The qualifying expenditures that can be claimed must be paid after December 31, 2022, for work or services that occurred after that date. The credit is claimed by an eligible taxpayer, spouse or qualifying relation of the person who ordinarily resides in the eligible building within 12 months after the end of the renovation period. Those criteria can be quite complex:
Eligible Individuals for the MHRTC Claim. There is no claim if the eligible individual is not a resident in Canada throughout the tax year. This person must also ordinarily reside, or intend to ordinarily reside, in the eligible dwelling within 12 months of the end of the renovation period of a qualifying renovation. More specifically, the eligible individual is also defined as one of the following (warning - it’s quite a confusing definition):
A Secondary Suite Loan Program. Under this proposed program, there is no age or disability requirement for inhabitants. Rather, the government will provide $40,000 in low-interest loans to homeowners who wish to add a secondary suite to their home in order to rent it out or house family members. The idea is to increase “density” in communities. With this will come consultations on mortgage insurance changes required for these purposes. This could include changes to regulations, refinancing, maximum loans and price of homes for these purposes.

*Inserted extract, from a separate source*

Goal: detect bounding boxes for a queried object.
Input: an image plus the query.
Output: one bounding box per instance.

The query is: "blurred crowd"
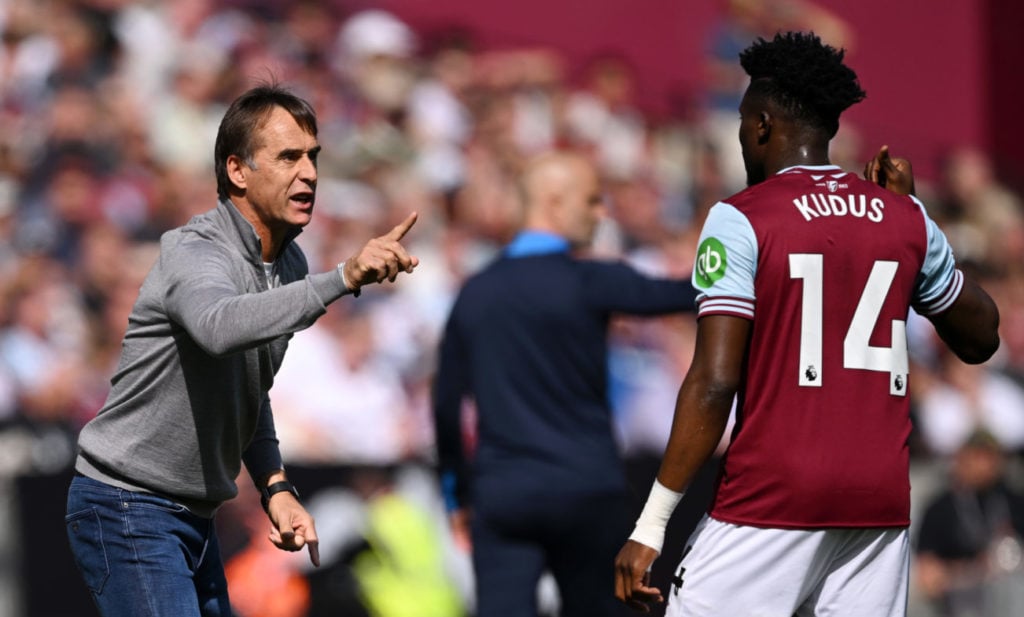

Together the two programs can meet a government goal to increase the “density” of family life by bringing multi-generations together. Unfortunately, according to the budget proposals, the implementation date for the program is not until 2025-2026.
Make a Difference. Families can leverage resources to make food and shelter costs more affordable and in the process may find they are increasing property values by investing in the new suite owned by the household. Whether this will have the desired effect of making more housing available as boomers downsize or Gen Z stays home longer remains to be seen.
However, advisors can make a difference by letting their clients know about these two programs to help them settle into an expanding family life with more financial resources, thanks to the tax system, whether it is with young or old family members who need access to home care and affordability options.